4. O CONCEITO REFORMADO (CALVINISTA)

Calvino objeta à doutrina de Zwínglio sobre a Ceia do Senhor, (a) que ela permite que a idéia do que o crente faz no sacramento eclipse a dádiva de Deus nele; e (b) que ela vê no ato de comer do corpo de Cristo nada mais, nem mais elevado, que a fé no Seu nome e a segura confiança na Sua morte. Segundo Calvino, o sacramento está vinculado não meramente à obra passada de Cristo, ao Cristo que morreu (como parece que Zwínglio pensava), mas também à presente obra espiritual de Cristo, ao Cristo que agora vive na glória. Ele crê que Cristo, embora não corporal nem localmente presente na Ceia, está, contudo, presente, e é desfrutado em Sua pessoa completa, corpo e sangue. Ele dá ênfase à união mística dos crentes com a pessoa completa do Redentor. Sua apresentação do assunto não é inteiramente clara, mas ele parece querer dizer que o corpo e o sangue de Cristo, embora ausentes e localmente presentes só no céu, comunicam uma influência vivificante ao crente, quando ele está no ato de receber os elementos. Essa influência, apesar de real, não é física, mas, sim, espiritual e mística, é mediada pelo Espírito Santo e está condicionada ao ato de fé pelo qual o comungante recebe simbolicamente o corpo e o sangue de Cristo. Quanto ao modo pelo qual é efetuada esta comunhão com Cristo, há uma dupla descrição. Às vezes é descrito como se, pela fé, o comungante alçasse o seu coração ao céu, onde Cristo está; às vezes, como se o Espírito Santo fizesse baixar a influência do corpo e do sangue de Cristo ao comungante. Dabney rejeita positivamente a apresentação feita por Calvino, segundo a qual o comungante participa do próprio corpo e sangue de Cristo no sacramento.
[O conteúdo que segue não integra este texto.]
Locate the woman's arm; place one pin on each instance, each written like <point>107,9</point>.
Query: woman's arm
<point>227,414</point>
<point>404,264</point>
Sem dúvida, este é um ponto obscuro na exposição de Calvino. Às vezes parece que dá demasiada ênfase ao corpo e ao sangue literais. Todavia, pode ser que suas palavras devam ser entendidas sacramentalmente, isto é, num sentido figurado. Este conceito de Calvino é o que se vê em nossos padrões confessionais.[2] Uma interpretação muito comum do dúbio ponto da doutrina de Calvino é que o corpo e o sangue de Cristo estão presentes apenas virtualmente, isto é, nas palavras do doutor Hodge, que "as virtudes e os efeitos do sacrifício do corpo do Redentor na cruz se fazem presentes no sacramento e, neste, são comunicados ao participante digno pelo poder do Espírito Santo, que utiliza o sacramento como Seu instrumento, segundo Sua vontade soberana." [3]




Notas:

[1] VII. 7.

[2] Cf. Conf. Belga, Art XXXV; Catecismo de Heidelberg, Perguntas 75 e 76, e também a Forma para a celebração da Ceia do Senhor.

[3] Comm. on the Confession of Faith, p. 492.